Flashing yellow or amber lights mean the bus is preparing to stop and pick up or discharge students. Drivers may pass the bus at this point, but be prepared to stop because the lights may change to red very quickly.
If you are on a two-lane road, you must stop for a school bus with flashing red lights and the Stop sign arm extended. This means students are boarding or exiting the bus. The bus' red lights are activated when the door is opened. If you pass at this point, you put students at serious risk of injury. The bus driver may report this infraction, and you may be ticketed.
If you are on a four-lane road or divided highway, you don’t have to stop for a school bus with its red lights on. A bus driver will never allow students to cross this type of roadway.
A driver’s open hand in the bus window is a signal to students outside the bus. The driver is not waving at you or signaling you.

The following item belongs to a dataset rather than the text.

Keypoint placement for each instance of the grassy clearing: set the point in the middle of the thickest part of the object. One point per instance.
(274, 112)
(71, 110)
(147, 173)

It is legal for emergency vehicles with sirens on to carefully pass a stopped school bus with its red lights on.
A school bus must stop at all railroad crossings. Bus drivers put on the yellow hazard lights and set the parking brakes at the crossing. An approaching vehicle may pass the bus at the railroad crossing.
School buses don’t use warning or hazard lights in school-loading zones. Yellow buses always load or unload on the curb side of the school and off the traveled roadway. Use extra caution in loading zones.
Obey all loading-zone signs at schools. Police will ticket drivers who park in these designated areas. Many buildings have multiple buses for students.